A key factor in the success of Medicare Advantage is its design. Medicare Advantage is a defined contribution program, meaning that the federal government makes a direct financial contribution, adjusted for health status, to a beneficiary’s chosen health plan. The plans have the flexibility to offer a variety of benefits that traditional Medicare does not; and, most importantly, they provide crucial protection from the financial devastation of catastrophic illness.
Beneficiaries choose the kind of health plan they want, the kind of coverage they need, the special benefits most advantageous for them, and the premium they pay, if any, over and above the government’s sizable contribution to their health plan. Today, the average Medicare beneficiary has a choice of 39 plans nationwide.
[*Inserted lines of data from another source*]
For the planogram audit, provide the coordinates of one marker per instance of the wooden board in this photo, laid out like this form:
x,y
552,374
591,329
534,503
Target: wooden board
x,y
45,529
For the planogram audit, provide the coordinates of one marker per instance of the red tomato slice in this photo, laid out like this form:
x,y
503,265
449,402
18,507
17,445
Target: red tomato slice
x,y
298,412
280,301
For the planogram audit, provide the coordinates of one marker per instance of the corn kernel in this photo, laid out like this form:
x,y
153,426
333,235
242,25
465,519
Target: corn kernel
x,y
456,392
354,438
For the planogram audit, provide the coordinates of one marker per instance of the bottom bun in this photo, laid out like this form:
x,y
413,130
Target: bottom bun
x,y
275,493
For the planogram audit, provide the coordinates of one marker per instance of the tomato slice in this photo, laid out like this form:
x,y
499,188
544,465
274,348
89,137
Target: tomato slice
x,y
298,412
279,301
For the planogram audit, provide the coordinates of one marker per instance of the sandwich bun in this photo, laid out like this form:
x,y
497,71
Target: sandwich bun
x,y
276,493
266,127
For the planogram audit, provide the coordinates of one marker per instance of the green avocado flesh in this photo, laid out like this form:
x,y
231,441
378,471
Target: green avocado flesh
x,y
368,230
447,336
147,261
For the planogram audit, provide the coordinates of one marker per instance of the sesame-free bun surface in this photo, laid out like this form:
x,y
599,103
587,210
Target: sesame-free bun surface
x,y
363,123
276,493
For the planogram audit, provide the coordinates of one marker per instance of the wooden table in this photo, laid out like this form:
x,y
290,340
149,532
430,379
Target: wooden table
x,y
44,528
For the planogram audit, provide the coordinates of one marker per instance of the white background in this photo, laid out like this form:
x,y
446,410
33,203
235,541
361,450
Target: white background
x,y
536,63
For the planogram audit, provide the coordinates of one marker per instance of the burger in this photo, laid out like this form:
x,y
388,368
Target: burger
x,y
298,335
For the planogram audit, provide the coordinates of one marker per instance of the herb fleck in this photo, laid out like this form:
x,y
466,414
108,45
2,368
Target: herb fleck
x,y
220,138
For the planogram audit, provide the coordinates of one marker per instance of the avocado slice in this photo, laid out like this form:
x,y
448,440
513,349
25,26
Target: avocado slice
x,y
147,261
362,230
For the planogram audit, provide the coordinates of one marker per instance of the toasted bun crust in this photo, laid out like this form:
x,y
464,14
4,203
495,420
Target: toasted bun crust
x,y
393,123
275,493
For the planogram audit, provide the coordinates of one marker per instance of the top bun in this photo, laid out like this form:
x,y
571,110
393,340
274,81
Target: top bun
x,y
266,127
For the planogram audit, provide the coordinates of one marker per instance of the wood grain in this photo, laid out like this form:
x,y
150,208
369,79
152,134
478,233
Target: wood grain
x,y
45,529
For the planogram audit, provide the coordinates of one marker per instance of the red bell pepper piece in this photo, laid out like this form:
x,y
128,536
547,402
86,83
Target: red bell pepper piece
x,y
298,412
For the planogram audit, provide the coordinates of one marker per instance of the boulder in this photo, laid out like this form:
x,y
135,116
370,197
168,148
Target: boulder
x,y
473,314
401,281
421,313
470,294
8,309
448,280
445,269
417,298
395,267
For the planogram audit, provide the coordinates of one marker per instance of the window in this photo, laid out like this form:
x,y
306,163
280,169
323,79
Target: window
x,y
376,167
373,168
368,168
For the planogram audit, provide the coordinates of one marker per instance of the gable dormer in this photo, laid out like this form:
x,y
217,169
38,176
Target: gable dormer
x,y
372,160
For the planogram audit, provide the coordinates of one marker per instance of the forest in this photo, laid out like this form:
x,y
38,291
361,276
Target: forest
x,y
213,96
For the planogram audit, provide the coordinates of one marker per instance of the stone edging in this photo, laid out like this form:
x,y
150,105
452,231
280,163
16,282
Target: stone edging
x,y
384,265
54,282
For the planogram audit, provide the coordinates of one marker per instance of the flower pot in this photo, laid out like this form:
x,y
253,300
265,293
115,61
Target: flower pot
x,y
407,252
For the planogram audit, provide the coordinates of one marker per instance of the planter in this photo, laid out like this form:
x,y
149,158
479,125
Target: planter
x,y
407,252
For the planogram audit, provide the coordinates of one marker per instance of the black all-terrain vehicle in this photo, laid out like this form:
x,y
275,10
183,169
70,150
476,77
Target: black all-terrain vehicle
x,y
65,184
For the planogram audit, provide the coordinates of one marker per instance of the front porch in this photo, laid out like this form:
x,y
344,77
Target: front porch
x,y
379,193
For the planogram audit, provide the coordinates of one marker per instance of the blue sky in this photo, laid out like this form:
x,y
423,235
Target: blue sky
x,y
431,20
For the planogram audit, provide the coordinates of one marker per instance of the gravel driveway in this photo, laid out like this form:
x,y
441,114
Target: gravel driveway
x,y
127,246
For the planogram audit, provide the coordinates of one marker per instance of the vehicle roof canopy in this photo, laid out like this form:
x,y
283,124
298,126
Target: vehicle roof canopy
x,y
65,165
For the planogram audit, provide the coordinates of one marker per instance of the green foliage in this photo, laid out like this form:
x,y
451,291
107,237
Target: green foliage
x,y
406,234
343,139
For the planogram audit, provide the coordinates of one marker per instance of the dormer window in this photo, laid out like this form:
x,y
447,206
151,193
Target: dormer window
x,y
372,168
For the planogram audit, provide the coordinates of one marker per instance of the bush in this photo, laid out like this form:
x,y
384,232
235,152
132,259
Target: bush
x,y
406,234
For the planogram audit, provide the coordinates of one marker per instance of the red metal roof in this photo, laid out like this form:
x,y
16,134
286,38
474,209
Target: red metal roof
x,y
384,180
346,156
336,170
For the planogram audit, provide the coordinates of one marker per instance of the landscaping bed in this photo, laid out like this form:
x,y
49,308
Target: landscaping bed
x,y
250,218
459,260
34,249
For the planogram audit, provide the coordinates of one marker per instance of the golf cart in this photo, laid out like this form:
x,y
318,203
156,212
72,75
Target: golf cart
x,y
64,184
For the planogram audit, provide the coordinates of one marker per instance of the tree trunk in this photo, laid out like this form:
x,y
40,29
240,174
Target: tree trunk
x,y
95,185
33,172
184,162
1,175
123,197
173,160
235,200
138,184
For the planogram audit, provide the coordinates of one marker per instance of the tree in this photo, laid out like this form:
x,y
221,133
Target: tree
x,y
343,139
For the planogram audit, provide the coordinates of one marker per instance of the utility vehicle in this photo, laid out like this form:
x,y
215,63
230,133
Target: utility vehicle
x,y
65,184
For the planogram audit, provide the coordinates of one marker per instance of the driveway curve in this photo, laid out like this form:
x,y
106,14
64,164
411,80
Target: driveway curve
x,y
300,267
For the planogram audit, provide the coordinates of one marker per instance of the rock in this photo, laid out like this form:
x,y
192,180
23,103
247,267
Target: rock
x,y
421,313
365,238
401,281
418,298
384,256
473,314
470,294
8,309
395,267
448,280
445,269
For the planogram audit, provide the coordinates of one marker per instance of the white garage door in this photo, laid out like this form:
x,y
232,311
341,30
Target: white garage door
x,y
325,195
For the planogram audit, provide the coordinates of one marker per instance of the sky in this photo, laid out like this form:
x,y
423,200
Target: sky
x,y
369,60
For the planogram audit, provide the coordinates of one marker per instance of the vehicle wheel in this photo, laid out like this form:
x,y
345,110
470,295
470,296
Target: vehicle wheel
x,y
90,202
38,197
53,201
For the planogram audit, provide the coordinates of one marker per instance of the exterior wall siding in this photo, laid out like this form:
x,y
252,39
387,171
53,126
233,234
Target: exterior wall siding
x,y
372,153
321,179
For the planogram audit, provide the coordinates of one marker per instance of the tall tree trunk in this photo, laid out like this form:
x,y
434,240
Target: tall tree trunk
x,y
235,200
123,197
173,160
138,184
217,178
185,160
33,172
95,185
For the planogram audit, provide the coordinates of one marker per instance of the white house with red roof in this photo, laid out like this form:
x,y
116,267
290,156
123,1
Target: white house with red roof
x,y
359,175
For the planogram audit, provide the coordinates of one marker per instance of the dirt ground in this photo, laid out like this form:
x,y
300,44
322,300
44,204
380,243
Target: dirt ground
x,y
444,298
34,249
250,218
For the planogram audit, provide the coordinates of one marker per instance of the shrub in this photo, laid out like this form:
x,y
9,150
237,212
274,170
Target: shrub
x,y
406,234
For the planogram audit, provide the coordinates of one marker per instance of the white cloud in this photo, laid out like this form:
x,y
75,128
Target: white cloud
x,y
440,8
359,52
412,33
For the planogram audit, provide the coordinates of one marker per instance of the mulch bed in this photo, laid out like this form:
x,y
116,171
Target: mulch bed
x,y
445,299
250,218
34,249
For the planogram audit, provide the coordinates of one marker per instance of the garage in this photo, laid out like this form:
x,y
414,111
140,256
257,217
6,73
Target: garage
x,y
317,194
Broader Reform Potential. Medicare Advantage’s defined contribution success holds lessons for systemic reform of the entire Medicare program. Specifically, Congress could update and expand the defined contribution financing system and apply it to traditional fee-for-service Medicare, upgraded with a catastrophic benefit and greater managerial flexibility to enable the program to compete effectively. Likewise, Medicare Advantage needs some crucial reforms, especially in its plan payment and risk adjustment systems, and these changes would greatly strengthen the program.
The giant Medicare program, the largest “payer” in American health care, has outsized impact on private sector health care financing and delivery. Compelling traditional Medicare to compete directly with Medicare Advantage’s private health plans on a level playing field—while expanding patient options such as direct primary care plans and incorporating health savings accounts—would have a positive spillover effect on the private sector and could set the stage for a renaissance in American health care.
Not only would such a comprehensive reform give millions of seniors a chance to compare and act on their coverage options, it would also stimulate an unprecedented level of intense health plan competition and control costs. And, in a transparent environment of medical price and provider performance, it would incentivize doctors and other medical professionals to pursue serious innovation in care delivery and improve medical outcomes. It is hard to imagine anything that would better serve beneficiaries and taxpayers alike.
Washington policymakers can improve the lives and the health of millions of Americans, especially for those who face the biggest and most complex health care challenges. We have a working model to improve upon in reforming America’s biggest health care entitlement. All we need is the political will to tackle the job.